He served as the American Jewish Committee’s Washington representative for 19 years before retiring in 1986. His influence derived not only from his network of powerful leaders but also from appearances on public affairs television shows and testimony before Congress. He wrote scores of opinion essays in The Washington Post and New York Times on Jewish issues.
He was regarded as an informed and thoughtful voice on difficult political matters by Vice President Walter Mondale, among others, and was known for his consensus-building views.
Mr. Bookbinder was an affirmative-action supporter but did not believe in hiring quotas. He was sometimes criticized, however, by leaders in the civil rights movement for leaning toward “the establishment side of this struggle,’’ lawyer and activist Joseph L. Rauh Jr. said in 1986.
“A goal is a middle position because it does apply pressure on an employer to do the right thing, but it is not a rigid, compulsory system,’’ Mr. Bookbinder said in response to Rauh.

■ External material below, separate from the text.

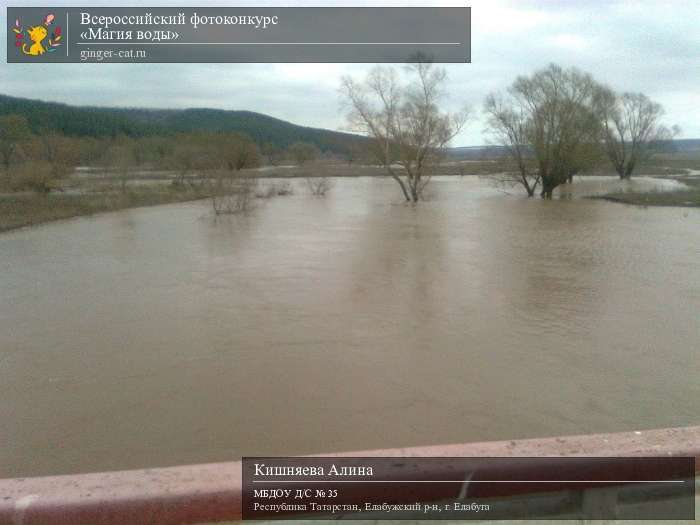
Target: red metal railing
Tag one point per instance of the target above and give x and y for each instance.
(212, 492)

Mr. Bookbinder said his efforts to promote Jewish causes were galvanized by the loss of 80 relatives in the Holocaust. He worked beside Elie Wiesel to honor Holocaust victims. He picketed alongside Joan Baez on behalf of immigrants. In the early 1960s, he served as an executive officer on a White House task force to eliminate poverty and worked with Eleanor Roosevelt on the Presidential Commission on the Status of Women.
Mr. Bookbinder told The Washington Post in 1986 that his most cherished possession was a faded banner that read “I Was There’’ from the 1963 March on Washington.

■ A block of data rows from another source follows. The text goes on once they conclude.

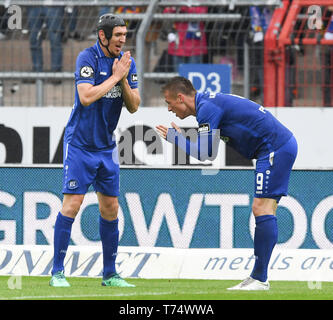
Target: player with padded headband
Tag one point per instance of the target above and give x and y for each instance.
(105, 78)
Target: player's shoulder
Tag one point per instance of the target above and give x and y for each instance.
(87, 54)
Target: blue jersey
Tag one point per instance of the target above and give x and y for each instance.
(244, 125)
(92, 127)
(241, 123)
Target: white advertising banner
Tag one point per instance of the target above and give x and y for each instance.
(158, 263)
(34, 136)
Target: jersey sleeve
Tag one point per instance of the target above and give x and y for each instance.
(205, 145)
(85, 68)
(132, 77)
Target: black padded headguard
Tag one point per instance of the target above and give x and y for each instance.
(107, 22)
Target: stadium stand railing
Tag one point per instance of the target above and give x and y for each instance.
(299, 55)
(229, 28)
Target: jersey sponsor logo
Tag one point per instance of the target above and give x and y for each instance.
(87, 72)
(205, 127)
(115, 92)
(134, 77)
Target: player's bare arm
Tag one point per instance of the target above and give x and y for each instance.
(131, 96)
(89, 93)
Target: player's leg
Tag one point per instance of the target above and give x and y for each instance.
(107, 188)
(271, 183)
(62, 233)
(265, 235)
(77, 176)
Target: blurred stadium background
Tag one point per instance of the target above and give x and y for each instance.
(280, 53)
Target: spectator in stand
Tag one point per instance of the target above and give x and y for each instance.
(187, 42)
(3, 22)
(52, 17)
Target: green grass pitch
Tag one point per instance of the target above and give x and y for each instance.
(37, 288)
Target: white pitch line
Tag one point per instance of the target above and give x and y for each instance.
(97, 295)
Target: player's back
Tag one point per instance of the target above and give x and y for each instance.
(245, 125)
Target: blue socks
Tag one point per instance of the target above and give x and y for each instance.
(62, 234)
(265, 238)
(109, 236)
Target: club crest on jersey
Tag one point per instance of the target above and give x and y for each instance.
(203, 128)
(72, 184)
(86, 72)
(115, 92)
(134, 77)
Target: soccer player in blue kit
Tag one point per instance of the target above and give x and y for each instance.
(252, 131)
(105, 78)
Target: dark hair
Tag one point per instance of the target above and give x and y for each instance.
(107, 22)
(179, 85)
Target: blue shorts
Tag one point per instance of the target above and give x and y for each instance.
(83, 168)
(273, 171)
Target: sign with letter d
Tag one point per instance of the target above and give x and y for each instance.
(214, 78)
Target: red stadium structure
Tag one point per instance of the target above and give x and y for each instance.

He stood by the Lincoln Memorial as the Rev. Martin Luther King Jr. delivered his “I Have a Dream’’ speech.
Hyman Harry Bookbinder, the son of Jewish immigrants from Poland, was born in Brooklyn, N.Y. He was a 1937 graduate of the City College of New York and served in the Navy during World War II.

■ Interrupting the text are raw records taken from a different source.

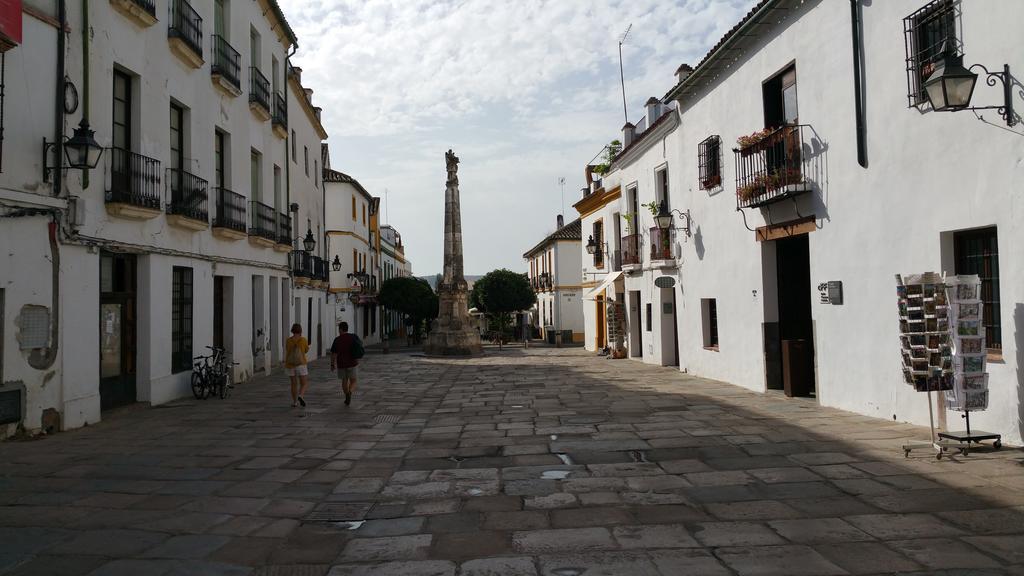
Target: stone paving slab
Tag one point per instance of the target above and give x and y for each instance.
(517, 463)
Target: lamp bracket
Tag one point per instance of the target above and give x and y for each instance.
(1007, 110)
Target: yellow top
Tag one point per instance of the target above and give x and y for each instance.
(299, 344)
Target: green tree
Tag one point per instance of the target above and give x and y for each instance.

Mr. Bookbinder, who learned tailoring from his father, sewed at least 184 of his own colorful bow ties.
His first wife, Bertha Losev Bookbinder, died in 1976. He leaves his longtime companion whom he married in 2009, the former Ida Beecher of Bethesda; two children from his first marriage, Ellen Cohen of New City, N.Y., and Amy Bookbinder of Leeds, Mass.; and three grandchildren.
Mr. Bookbinder was a frequent White House guest and kept a picture of himself dancing with Betty Ford in his home.
When he wasn’t appearing on “Meet the Press’’ or “Face the Nation,’’ Mr. Bookbinder spent Sunday mornings in his kitchen.
He told The Post in 1980 that he often cooked his first wife’s signature recipes, including chopped chicken liver and a beef cabbage soup that Humphrey once called delightful.